I am so glad we've ended the #TrumpShutdown. The havoc this numbskull move created and the damage it inflicted on Americans will be long-lasting and significant. The numbers we use to measure our economy may not shift much, but perhaps that's more a comment on the insensitivity of those measures to the personal effects of missing paychecks for a month. Federal workers need their back pay as quickly as the checks can be written. The next obvious - and compassionate - move by government is to make those millions of government contractors whole, too. They were also hostages to the President's vanity.
So let's assume the Congress and the White House reach some accomodation in the next 21 days that prevents further imprudent behavior by the President and keeps government running.
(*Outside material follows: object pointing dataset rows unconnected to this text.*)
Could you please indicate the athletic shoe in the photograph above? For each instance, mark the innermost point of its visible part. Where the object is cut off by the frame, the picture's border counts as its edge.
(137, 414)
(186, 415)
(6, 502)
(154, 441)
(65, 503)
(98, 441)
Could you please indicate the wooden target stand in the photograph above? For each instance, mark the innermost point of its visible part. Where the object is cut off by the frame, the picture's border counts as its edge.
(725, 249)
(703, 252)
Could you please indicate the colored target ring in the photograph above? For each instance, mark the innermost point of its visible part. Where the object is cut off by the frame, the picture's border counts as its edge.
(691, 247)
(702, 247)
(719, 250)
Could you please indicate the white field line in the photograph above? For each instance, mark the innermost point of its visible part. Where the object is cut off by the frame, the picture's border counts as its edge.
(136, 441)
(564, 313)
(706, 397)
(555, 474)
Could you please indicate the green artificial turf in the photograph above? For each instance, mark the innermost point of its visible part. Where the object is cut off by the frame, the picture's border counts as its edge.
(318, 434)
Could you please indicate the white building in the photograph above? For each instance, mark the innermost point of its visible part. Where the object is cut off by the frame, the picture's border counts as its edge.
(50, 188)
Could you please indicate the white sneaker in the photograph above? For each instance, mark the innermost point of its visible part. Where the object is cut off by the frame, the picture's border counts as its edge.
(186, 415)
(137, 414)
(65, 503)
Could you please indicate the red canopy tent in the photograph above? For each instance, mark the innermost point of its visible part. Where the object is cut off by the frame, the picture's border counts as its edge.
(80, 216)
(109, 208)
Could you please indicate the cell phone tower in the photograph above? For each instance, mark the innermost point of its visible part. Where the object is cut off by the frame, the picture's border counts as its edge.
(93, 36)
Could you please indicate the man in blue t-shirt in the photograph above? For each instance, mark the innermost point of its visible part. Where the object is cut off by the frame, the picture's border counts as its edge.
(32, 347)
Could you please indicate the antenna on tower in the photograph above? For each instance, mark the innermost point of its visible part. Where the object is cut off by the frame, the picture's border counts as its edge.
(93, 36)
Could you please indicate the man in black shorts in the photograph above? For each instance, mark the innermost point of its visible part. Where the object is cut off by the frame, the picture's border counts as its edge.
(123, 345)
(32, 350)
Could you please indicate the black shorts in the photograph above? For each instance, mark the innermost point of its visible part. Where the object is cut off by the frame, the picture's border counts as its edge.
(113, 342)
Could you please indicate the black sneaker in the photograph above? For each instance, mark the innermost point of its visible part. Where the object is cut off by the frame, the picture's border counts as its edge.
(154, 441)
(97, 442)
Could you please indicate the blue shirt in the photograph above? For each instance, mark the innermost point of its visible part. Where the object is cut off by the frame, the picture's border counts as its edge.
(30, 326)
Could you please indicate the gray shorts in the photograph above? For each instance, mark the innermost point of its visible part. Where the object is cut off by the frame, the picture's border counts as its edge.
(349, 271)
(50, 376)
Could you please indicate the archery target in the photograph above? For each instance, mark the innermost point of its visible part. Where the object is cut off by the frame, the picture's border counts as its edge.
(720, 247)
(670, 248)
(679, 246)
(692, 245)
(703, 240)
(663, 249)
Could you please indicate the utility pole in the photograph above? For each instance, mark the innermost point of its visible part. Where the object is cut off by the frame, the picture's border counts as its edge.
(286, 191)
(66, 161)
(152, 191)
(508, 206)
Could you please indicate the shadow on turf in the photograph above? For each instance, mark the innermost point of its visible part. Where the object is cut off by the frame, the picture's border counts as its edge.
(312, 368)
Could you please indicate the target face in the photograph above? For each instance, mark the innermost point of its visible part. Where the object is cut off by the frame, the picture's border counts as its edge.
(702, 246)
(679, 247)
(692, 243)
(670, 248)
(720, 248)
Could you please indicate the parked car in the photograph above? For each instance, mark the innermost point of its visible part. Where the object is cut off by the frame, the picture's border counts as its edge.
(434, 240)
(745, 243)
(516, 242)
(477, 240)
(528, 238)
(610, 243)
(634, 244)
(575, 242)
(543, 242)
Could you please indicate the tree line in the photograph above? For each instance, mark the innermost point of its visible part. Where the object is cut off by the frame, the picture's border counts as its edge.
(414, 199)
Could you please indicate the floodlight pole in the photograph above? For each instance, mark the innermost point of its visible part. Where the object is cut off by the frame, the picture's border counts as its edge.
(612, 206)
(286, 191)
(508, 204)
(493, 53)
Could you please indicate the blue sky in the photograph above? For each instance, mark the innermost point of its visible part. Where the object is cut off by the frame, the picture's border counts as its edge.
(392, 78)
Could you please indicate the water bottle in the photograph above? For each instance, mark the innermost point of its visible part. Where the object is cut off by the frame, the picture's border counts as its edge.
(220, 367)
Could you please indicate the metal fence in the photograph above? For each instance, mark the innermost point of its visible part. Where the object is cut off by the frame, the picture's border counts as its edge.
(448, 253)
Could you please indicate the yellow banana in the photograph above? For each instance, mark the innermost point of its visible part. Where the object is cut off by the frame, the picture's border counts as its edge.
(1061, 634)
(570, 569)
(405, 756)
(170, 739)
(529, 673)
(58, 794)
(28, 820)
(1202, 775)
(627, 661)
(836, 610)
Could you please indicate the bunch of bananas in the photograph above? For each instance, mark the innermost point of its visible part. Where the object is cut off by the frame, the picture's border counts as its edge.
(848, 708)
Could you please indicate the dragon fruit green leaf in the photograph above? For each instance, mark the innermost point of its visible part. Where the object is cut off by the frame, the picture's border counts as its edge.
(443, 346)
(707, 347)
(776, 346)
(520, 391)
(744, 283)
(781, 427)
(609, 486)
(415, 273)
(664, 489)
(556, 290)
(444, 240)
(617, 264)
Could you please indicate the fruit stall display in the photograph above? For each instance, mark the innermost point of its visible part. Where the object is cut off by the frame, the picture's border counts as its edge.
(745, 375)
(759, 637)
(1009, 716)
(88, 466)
That won't include "the wall," of course, but some symbolic victory will have to be part of the final arrangement to appease the President's base, a vital political consideration for the Trump 2020 campaign.
But I'm wondering now if the #TrumpShutdown hasn't already cost the President re-election? This is a man, after all, who lost the popular vote in 2016, has been shadowed by the Mueller probe's relentless indictments and imprisonments, has publically sided with our adversaries, has shambled from one meaningless international gesture (moving our embassy to Jerusalem) to another (that hollow deal with North Korea) and generally behaved in a manner entirely inconsistent with the gravitas of his office.
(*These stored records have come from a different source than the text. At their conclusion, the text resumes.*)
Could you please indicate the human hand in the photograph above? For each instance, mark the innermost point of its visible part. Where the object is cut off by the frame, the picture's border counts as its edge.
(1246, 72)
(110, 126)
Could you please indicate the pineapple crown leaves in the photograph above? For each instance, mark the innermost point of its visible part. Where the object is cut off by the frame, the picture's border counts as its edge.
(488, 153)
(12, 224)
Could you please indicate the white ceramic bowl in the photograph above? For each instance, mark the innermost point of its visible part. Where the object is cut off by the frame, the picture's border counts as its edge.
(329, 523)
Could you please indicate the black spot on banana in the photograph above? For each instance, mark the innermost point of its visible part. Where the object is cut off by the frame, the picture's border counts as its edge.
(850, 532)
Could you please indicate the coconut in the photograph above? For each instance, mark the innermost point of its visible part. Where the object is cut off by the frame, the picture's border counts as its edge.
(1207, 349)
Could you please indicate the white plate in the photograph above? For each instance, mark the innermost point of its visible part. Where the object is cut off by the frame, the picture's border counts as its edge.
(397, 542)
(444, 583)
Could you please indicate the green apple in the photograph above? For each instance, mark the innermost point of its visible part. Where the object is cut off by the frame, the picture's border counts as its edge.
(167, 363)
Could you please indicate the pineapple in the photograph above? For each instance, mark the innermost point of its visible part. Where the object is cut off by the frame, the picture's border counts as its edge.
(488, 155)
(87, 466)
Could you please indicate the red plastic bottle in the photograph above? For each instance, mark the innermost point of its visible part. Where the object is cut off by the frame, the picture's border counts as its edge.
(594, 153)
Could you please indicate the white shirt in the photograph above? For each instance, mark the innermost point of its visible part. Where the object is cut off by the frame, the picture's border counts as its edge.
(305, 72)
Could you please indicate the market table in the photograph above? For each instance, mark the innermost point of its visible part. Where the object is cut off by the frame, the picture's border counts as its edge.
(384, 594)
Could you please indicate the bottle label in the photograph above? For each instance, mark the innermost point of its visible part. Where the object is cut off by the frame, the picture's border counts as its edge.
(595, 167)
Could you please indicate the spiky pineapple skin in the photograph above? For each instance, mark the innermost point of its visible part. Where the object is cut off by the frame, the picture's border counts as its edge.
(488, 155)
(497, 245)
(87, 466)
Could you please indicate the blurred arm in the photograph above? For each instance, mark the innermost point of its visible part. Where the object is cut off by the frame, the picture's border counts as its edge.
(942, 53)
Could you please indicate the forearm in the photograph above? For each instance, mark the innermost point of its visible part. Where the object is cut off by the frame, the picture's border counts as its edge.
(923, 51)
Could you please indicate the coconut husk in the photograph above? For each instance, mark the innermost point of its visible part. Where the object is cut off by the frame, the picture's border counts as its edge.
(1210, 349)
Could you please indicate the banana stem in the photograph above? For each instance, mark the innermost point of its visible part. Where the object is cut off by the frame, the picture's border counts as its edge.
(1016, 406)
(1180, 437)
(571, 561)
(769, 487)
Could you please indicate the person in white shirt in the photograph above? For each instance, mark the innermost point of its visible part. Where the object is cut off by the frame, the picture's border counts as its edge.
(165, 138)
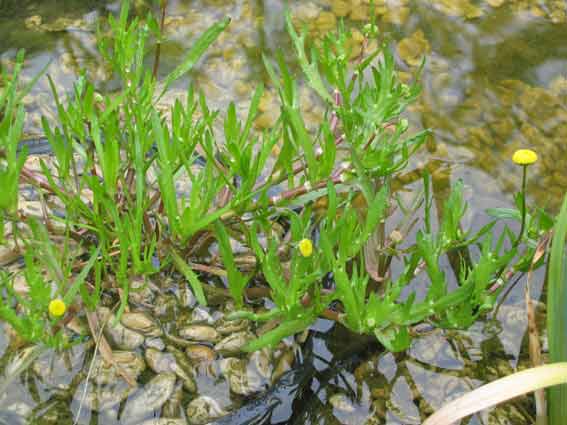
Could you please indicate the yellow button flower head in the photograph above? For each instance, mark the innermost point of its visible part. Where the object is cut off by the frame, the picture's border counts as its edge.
(306, 247)
(57, 307)
(524, 157)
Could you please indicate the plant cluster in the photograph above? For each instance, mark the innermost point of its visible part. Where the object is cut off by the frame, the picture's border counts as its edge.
(308, 216)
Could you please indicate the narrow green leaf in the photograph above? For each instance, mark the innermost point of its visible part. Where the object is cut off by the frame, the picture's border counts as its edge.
(199, 47)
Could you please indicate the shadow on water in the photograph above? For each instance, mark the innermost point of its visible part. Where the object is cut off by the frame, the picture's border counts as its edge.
(491, 85)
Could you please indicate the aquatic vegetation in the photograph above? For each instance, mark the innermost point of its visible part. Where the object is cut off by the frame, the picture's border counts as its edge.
(117, 161)
(556, 316)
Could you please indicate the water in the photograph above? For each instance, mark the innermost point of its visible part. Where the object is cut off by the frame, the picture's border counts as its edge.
(495, 79)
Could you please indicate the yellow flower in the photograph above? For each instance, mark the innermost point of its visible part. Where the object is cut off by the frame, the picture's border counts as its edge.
(524, 157)
(57, 307)
(306, 247)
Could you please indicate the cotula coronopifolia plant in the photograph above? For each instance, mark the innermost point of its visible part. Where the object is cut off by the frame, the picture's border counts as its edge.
(304, 203)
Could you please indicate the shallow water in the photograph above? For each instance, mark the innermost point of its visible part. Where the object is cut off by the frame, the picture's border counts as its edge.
(495, 79)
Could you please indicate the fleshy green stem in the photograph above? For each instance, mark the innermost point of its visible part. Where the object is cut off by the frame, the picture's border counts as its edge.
(522, 227)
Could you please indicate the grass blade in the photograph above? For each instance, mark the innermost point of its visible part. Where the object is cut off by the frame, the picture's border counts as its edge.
(557, 314)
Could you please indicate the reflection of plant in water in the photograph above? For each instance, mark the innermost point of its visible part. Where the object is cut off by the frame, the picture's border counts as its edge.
(117, 161)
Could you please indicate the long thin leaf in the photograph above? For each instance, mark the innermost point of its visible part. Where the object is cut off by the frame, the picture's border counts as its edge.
(557, 314)
(197, 50)
(498, 391)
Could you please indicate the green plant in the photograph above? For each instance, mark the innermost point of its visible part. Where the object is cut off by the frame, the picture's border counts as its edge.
(503, 389)
(557, 314)
(117, 160)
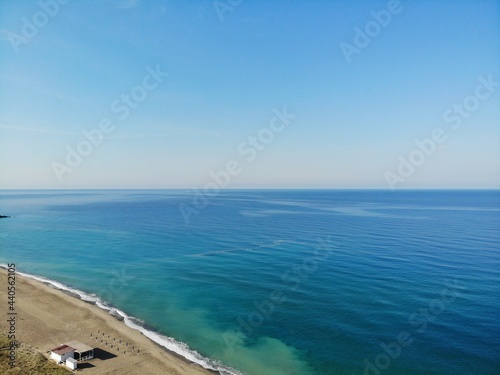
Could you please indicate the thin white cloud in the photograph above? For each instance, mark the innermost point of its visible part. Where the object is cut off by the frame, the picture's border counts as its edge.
(126, 4)
(35, 130)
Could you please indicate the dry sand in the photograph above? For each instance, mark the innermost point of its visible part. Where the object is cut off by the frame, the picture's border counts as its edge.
(48, 317)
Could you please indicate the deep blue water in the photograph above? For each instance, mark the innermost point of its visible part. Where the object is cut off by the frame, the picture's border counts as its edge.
(282, 282)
And now the #TrumpShutdown has exposed his administration's indifference to the lives of Americans. Commerce Secretary Wilbur Ross's comments about furloughed workers getting loans and the President's childlike faith in the generosity of grocery stores perfectly distill the elitist nature of this Presidency. Republicans have long had to deal with charges of siding with big business over private citizens. The last 35 days have made the disconnect between the millionaires and billionaires in the highest levels of government and the citizens they purportedly serve even more dramatic.
As the economic impacts of the #TrumpShutdown reverberate in the coming months, Democrats will be certain to emphasize that disconnect even more. That's a powerful advantage they'll be certain to exploit. It's not difficult to see Donald Trump as the first President since G. H. W. Bush to serve a single term.